Die SPÖ übt Kritik daran, dass der Landeshauptmann und der zuständige Landesrat just wenige Tage vor der Landwirtschaftskammerwahl gemeinsam mit dem amtierenden Präsidenten und Spitzenkandidaten des ÖVP-Bauernbundes eine Pressekonferenz des Landes einberufen, in der vermeintliche „Erfolge“ präsentiert werden. „Hier stehen zwei Regierungsmitglieder Seite an Seite mit einem Spitzenkandidaten – und einer von ihnen kandidiert selbst auf dessen Liste.
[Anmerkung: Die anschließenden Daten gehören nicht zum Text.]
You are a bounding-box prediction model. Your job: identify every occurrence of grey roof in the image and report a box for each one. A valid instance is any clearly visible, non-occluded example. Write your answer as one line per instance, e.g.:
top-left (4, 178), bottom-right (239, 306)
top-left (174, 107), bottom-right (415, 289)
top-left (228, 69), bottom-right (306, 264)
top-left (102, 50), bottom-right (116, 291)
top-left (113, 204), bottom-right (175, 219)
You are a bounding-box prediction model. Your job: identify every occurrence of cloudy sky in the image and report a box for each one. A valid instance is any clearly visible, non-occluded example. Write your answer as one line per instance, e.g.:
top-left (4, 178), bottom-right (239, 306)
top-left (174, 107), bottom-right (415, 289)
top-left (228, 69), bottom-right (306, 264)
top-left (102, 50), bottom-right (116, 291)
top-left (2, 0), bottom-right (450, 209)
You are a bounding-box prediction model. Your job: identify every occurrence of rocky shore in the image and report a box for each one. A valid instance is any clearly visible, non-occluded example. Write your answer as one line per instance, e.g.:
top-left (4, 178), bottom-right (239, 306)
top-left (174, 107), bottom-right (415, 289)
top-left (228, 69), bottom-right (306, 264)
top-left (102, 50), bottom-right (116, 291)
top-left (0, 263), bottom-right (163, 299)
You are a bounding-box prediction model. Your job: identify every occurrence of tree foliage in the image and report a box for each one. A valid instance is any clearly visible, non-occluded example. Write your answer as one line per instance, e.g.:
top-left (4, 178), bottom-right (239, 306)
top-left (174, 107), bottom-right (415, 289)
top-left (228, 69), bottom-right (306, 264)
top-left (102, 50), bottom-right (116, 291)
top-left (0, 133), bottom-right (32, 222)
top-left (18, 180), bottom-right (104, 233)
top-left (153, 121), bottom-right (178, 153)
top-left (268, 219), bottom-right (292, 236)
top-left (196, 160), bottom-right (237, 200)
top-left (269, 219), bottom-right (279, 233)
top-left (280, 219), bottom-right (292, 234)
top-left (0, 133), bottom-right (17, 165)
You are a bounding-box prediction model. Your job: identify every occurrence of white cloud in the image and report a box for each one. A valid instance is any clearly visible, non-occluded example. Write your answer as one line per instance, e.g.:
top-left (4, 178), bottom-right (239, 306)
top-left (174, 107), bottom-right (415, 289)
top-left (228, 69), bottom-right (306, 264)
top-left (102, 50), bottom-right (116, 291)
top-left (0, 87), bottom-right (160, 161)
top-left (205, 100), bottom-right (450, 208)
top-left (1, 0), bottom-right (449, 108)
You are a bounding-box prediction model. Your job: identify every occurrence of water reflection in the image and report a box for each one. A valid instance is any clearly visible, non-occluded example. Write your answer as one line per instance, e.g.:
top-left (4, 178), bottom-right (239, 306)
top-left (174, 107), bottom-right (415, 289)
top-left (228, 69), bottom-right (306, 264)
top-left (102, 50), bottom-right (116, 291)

Das wirft sehr wohl Fragen zur sauberen Trennung von Amt und Wahlkampf auf“, sagt SPÖ-Landwirtschaftssprecher Reinhold Einwallner.
Doppelfunktion von Gantner ist politisch problematisch
Denn besonders heikel ist die Rolle von Landesrat Gantner. Als Mitglied der Landesregierung trägt er Verantwortung für die Agrarpolitik des Landes und für den Einsatz öffentlicher Mittel. Gleichzeitig tritt er als Kandidat auf der Liste von Kammerpräsident Moosbrugger an. „Wenn ein Landesrat in Regierungsfunktion auftritt und gleichzeitig aktiv in eine Kammerwahl involviert ist, braucht es höchste Sensibilität. Der Eindruck, dass hier mit dem Regierungsbonus Wahlkampf gemacht wird, lässt sich nicht einfach vom Tisch wischen“, so Einwallner. Gerade weil die Landwirtschaftskammer auch erhebliche Landesmittel erhält und in die Abwicklung von Förderungen eingebunden ist, muss die Unabhängigkeit politischer Entscheidungen außer Zweifel stehen.
Öffentliche Mittel sind kein parteipolitisches Instrument
Die Landwirtschaftskammer erfüllt wichtige Aufgaben. Gleichzeitig fließen Millionenbeträge aus dem Landeshaushalt in ihre Arbeit. Diese Mittel stammen von allen Vorarlbergerinnen und Vorarlbergern. „Die heutige Pressekonferenz verstärkt den Eindruck, dass die ÖVP die Kammer und damit die enormen Geldmittel aus Steuergeld als ihr Eigentum betrachtet“, betont Einwallner. Das sei mehr als problematisch.
Landwirtschaft braucht starke Betriebe, keine parteipolitische Inszenierung
Die Herausforderungen für die bäuerlichen Familienbetriebe sind real: steigende Kosten, Preisdruck, die TBC-Epidemie. Diese Themen verdienen eine sachliche Debatte. „Die Landwirte in Vorarlberg haben es verdient, dass sich die Landesregierung ihrer brennenden Themen annimmt, anstatt sich zu Wahlhelfern für ÖVP-Kammerfunktionäre zu degradieren. Wer Regierungsverantwortung trägt, muss besonders darauf achten, dass Amtsautorität und Wahlinteressen sauber getrennt bleiben, anstatt Steigbügelhalter für Parteiinteressen zu spielen“, stellt Einwallner klar. Für die SPÖ gilt: Starke Interessenvertretungen ja. Aber ohne Vermischung von Regierungsamt und Kammerpolitik.